The real food crisis isn’t soggy bottoms on Bake Off
InSPIrED by the towering cakes and moulded chocolate on the Great British Bake Off, I dusted off some self-raising flour and baked some cheese scones. Alas, the flour was old and feeble and as the smell from the oven rose, my scones sank. ‘ So what are we having then?’ said Craig, eyeing the norfolk-flat patties before I could hide them in the bin.
‘Cheese rounds,’ I said airily. ‘A bit like cheese straws. It’s a German recipe.’ This is what I miss in the Great British Bake Off: food fibbing. Sometimes recipes don’t turn out the way you expect them to but that doesn’t mean all hope is lost.
A bread dough of mine refused to rise despite pummelling, yeast injections and being placed on top of the radiator overnight. So I reinvented it as beer-bread by slinging a tin of beer and some baking powder into the mix and baking the shaggy batter in a cake tin. It was delicious.
Unlike Dorret Conway, there is no despair in my house if a Black Forest gateau turns into a mudslide because of an un-set mousse. You simply rebadge it as a chocolate fondant trifle and hand out spoons.
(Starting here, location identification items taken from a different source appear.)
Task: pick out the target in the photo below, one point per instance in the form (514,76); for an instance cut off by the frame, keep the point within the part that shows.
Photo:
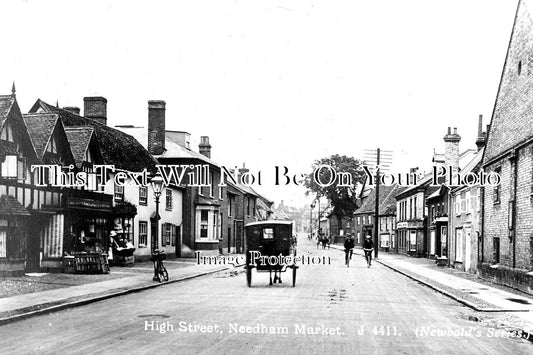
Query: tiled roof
(512,119)
(370,202)
(79,139)
(6,101)
(40,127)
(388,206)
(9,206)
(172,148)
(118,148)
(10,108)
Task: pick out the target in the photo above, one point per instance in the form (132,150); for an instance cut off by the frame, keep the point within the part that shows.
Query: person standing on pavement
(349,244)
(368,247)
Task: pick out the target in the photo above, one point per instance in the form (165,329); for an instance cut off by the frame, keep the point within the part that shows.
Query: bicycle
(160,272)
(368,256)
(348,256)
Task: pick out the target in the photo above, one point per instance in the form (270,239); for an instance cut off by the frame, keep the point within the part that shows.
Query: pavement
(93,288)
(465,288)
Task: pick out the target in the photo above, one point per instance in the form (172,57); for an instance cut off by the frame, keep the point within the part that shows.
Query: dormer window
(7,133)
(9,167)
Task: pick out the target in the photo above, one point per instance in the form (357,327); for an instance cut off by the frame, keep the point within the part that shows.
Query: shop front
(88,222)
(13,236)
(410,236)
(121,249)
My mother is a champion repackager of baking disasters. Until I started going to school friends for tea, I believed all lemon meringue pies were meant to have a soft, chewy topping, lightly browned. Even now, I prefer it to the traditional polystyrene version.
Then there was her homemade spaghetti bolognaise: being served its cousin in an Italian restaurant was bewildering because their version was brown, not red. Apparently only my house makes spag bol with corned beef, a hearty skoosh of ketchup and a bayleaf.
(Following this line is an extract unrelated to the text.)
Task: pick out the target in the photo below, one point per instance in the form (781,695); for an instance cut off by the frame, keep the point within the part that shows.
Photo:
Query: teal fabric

Even the undiscarded bayleaf was a prized item; finding it in your dinner or your mouth was, according to my mother’s quick thinking, as lucky as finding a silver sixpence in the Christmas pudding.
And by the way, Christmas pudding should have gin poured over it and set alight, partly because one year I forgot to buy brandy.
The obsessive perfectionism of Bake Off, Master Chef and British Menus is weird. It is boutique food, made to intimidate, rather than share with friends. In Bake Off, one man, an anaesthetist, brought in one of his hypodermics to inject rose syrup into his madeira cake. I was glad he wasn’t a coroner.
It all feels a bit Marie Antoinette – except this is not so much let them eat cake, as let them watch cake.
Meanwhile, there’s a real food crisis around the corner. If the EU signs up to the Transatlantic Trade and Investment Partnership, there may be small benefits for big business – but the implications of handing over control of our food to big corporations could add up to Farmageddon.
Unlike America, our dairy cows are not injected with growth hormones, our poultry doesn’t need to be washed in chlorine to render it fit for human consumption, we restrict GM crops and pesticide residues are policed. European food standards still need scrutinising, but if TTIP is imposed, the healthiest, most wholesome thing you may eat all day is a homebaked cake.